I read a lot of Judith Krantz and Barbara Taylor Bradford novels years ago, and the way The O'Briens deals mostly with the lives of the privileged felt similar. Some might take that comparison as an insult, I don't know, but it's certainly not meant that way. Those books, as with The O'Briens, were easy and engaging, over 500 pages and 50-plus fictional years.

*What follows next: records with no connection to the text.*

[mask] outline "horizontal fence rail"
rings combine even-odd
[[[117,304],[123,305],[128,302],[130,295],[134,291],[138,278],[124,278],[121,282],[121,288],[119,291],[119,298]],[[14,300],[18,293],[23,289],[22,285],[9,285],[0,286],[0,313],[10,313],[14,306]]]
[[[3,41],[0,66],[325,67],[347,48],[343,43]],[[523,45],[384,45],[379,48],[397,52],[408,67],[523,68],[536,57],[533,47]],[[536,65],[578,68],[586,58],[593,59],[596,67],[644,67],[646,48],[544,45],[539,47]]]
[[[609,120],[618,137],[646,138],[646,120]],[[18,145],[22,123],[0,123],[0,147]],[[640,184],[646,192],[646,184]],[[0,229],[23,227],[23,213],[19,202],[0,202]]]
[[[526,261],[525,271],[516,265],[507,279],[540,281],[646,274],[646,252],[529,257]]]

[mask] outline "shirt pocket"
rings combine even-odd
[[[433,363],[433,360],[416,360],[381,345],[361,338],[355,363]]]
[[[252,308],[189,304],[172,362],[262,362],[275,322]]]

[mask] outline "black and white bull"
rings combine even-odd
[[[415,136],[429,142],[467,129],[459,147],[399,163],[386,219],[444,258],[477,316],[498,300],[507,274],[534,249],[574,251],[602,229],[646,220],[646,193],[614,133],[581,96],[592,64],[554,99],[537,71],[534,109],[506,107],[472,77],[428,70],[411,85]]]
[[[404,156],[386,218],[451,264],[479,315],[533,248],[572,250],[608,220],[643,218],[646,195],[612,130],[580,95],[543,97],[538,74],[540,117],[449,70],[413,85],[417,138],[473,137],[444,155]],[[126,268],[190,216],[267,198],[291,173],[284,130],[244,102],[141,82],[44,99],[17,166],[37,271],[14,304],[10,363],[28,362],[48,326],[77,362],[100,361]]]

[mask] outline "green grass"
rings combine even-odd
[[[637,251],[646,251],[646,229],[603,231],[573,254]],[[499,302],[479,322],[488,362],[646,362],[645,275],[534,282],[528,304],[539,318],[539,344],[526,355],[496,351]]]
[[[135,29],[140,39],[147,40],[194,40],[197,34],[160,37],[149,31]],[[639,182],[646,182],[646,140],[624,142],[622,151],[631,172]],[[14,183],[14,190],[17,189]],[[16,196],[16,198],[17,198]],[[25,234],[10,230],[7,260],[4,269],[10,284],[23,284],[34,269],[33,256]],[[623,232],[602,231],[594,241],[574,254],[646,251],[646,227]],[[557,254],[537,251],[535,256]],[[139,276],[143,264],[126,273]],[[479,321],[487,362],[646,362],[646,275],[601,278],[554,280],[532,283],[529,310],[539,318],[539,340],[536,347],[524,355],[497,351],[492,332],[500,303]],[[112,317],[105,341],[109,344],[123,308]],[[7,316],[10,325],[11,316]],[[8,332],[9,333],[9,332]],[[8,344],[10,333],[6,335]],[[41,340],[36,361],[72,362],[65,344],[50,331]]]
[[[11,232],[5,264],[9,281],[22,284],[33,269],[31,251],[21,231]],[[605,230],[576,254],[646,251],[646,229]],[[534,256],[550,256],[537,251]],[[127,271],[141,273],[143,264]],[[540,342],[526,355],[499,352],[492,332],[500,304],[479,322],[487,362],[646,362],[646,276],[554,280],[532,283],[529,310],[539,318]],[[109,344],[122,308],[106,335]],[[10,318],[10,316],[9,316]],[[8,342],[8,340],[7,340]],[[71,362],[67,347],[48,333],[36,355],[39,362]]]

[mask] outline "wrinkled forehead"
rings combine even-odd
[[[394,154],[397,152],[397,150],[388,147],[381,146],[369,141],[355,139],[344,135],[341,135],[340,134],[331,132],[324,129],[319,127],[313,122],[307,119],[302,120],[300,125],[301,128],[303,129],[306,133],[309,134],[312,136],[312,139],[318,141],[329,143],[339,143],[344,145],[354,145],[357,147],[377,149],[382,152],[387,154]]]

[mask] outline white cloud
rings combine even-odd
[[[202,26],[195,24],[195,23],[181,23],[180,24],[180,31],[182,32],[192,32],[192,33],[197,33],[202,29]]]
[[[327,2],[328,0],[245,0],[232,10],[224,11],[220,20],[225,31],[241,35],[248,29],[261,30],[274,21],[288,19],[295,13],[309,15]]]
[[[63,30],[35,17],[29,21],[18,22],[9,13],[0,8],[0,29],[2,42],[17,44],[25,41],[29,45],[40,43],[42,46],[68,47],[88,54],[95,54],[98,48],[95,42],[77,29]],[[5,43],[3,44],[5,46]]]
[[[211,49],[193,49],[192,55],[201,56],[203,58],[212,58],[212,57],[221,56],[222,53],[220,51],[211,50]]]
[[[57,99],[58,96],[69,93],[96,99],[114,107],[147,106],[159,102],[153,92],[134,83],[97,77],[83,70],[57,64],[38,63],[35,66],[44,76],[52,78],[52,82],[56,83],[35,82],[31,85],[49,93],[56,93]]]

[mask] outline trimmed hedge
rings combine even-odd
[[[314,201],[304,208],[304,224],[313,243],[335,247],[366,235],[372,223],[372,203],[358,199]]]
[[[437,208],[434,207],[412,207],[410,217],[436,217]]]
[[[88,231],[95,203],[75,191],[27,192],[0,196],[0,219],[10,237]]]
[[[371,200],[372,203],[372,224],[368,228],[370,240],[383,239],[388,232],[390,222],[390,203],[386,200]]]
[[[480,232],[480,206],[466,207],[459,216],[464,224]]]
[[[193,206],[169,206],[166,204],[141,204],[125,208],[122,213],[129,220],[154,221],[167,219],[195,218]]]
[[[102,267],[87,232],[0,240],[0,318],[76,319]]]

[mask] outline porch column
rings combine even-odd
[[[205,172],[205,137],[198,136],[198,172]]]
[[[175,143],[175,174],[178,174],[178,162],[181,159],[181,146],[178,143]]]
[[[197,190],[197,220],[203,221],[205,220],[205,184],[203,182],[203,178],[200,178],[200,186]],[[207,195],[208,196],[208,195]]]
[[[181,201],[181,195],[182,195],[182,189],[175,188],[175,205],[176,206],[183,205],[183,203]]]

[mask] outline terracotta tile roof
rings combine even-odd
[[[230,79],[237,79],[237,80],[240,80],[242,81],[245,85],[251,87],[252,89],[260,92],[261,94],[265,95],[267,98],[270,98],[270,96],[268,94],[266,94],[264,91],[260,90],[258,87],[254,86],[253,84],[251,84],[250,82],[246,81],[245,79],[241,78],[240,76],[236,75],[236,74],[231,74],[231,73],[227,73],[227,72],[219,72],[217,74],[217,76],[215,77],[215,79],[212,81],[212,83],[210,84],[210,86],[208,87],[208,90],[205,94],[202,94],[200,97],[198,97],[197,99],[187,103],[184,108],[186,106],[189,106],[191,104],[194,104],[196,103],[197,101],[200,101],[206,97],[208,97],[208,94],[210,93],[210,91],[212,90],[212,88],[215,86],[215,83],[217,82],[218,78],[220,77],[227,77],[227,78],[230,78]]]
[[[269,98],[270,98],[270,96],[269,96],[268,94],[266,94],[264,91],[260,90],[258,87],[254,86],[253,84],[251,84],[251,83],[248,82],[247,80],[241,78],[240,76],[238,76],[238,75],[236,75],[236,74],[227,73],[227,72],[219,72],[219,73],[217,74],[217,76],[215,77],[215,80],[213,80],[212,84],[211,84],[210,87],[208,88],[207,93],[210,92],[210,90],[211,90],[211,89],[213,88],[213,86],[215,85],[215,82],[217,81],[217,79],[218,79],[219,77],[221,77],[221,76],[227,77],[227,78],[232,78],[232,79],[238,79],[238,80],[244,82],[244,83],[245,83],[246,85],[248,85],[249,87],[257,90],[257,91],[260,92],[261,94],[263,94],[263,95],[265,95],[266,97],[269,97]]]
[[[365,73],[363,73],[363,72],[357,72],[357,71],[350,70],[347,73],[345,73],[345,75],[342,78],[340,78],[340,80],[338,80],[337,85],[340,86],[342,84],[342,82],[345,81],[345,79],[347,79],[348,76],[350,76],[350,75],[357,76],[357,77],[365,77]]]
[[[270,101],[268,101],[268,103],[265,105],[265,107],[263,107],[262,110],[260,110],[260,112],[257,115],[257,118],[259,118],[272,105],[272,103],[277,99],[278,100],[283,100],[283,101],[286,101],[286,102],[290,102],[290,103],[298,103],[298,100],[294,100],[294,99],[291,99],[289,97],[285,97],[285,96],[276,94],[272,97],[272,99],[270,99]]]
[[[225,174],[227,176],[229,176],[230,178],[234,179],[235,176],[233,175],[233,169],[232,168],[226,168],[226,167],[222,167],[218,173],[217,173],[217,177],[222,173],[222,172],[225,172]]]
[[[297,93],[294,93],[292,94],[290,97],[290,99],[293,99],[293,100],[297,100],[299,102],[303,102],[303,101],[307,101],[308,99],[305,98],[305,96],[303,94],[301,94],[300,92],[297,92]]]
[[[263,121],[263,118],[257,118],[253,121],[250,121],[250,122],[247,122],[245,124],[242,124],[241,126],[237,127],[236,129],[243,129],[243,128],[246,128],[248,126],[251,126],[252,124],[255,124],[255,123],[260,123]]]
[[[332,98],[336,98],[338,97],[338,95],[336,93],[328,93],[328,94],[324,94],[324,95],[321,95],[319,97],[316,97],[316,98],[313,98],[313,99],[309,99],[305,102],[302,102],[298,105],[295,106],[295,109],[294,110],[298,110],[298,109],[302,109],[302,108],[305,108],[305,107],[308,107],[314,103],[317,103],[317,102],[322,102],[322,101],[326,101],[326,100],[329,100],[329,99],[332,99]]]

As for quibbles, I do have a couple. The O'Briens is most interesting in its early going, usually when focusing on the matriarch, Iseult, and it does suffer sometimes from possible behavioral anachronisms (for example, I'm not sure how easy it would be for a woman to leave her husband and flee the country with her children in 1931, or if many women would even think of the possibility). As well, there was a stand-out magical sperm phallacy (I coined it that day, yes the "ph" is intentional) early on that had quite a few of my Twitter pals giggling**. Otherwise, it's a fine read, and sometimes just "fine" is exactly what I want.

Okay, awardies and fall lists. Let's do this. *rolls up sleeves*

*That review is a random Google find, and a lovely little review it is!
**My tweet: "Her firm white belly loaded with mystery." Oh bugger off, it's JIZZ not the Arc of the Covenant.